Abigail is among many others who challenged herself outside of the traditional school setting. From the age of thirteen, Mark Twain read in public libraries while working a day job. Benjamin Franklin left high school to work at his father’s candle-making store but pursued education on his own to compensate for the formal one he’d sacrificed. “This library afforded me the means of improvement by constant study, for which I set apart an hour or two each day,” he wrote, “and thus repaired in some degree the loss of the learned education my father once intended for me.”

Abigail said, “You can’t attain learning by chance, you must seek for it with ardor and diligence.” It is a lifelong habit that requires constant effort. Even if we attended college to heighten our knowledge and intellect, it is easy to abandon after graduation. The best student is the one who remains a student for the rest of their life.

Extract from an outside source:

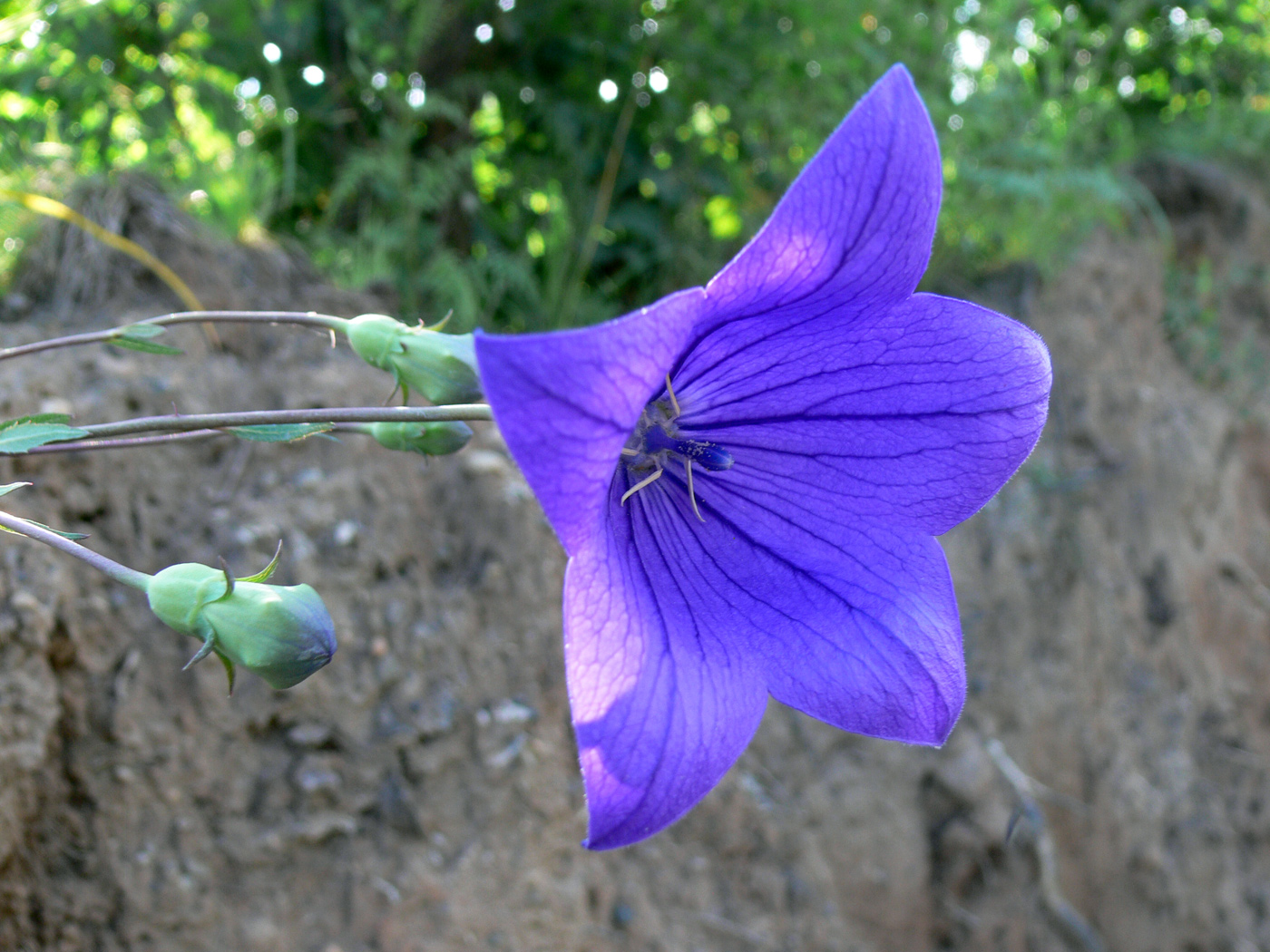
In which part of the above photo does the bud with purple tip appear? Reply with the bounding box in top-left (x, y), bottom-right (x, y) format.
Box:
top-left (146, 556), bottom-right (336, 691)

It is foolish to underestimate our ability to learn and assume that with age comes slowness in remembering and applying new lessons, whether it be with languages or trades. Stanford psychologist Carol Dweck calls this a “fixed mindset,” a case in which people don’t believe they cannot learn anything new after a certain point in their life. They presume that their already existing talents and skills are the only inherent abilities they possess to determine their success.

Those who exhibit the opposite mindset seek challenges, solve problems, and pursue methods that would improve their existing skills and teach them new ones. Instead of regarding intelligence as an unchangeable and fixed characteristic, we can exercise and grow it with effort and persistence.

When learning something new, decide what lessons will benefit you the most, which method is best to achieve the desired outcome, and simplify it. When you set out to learn something new, do you listen to your inner voice of self-doubt and worry? Do you allow those negative thoughts to interfere with your mission? Ignore these hiccups and continue forward with what John Locke referred to as “tabula rasa,” a blank state.

One of my favorite methods for learning is the DiSSS method, coined by author Tim Ferriss. He used this process to shorten the time it took him to learn languages. He asks his readers, “What are the minimal learnable units, the LEGO blocks, I should be starting with?”

Let’s use learning a language as an example. First, deconstruct the knowledge to the minimum useful unit — with a foreign language, that would be a word. Next, determine the 20% of words in that language that will give 80% of the desired outcome. Then find the most effective sequence to learn those units. Lastly, have “stakes” by creating mechanisms that will motivate you to follow through with your actions.

Like Abigail, practice thinking of learning as a lifetime pursuit and don’t fall victim to the myth that we are too old to learn new tricks. As an exercise, try going to bed every night having learned something new.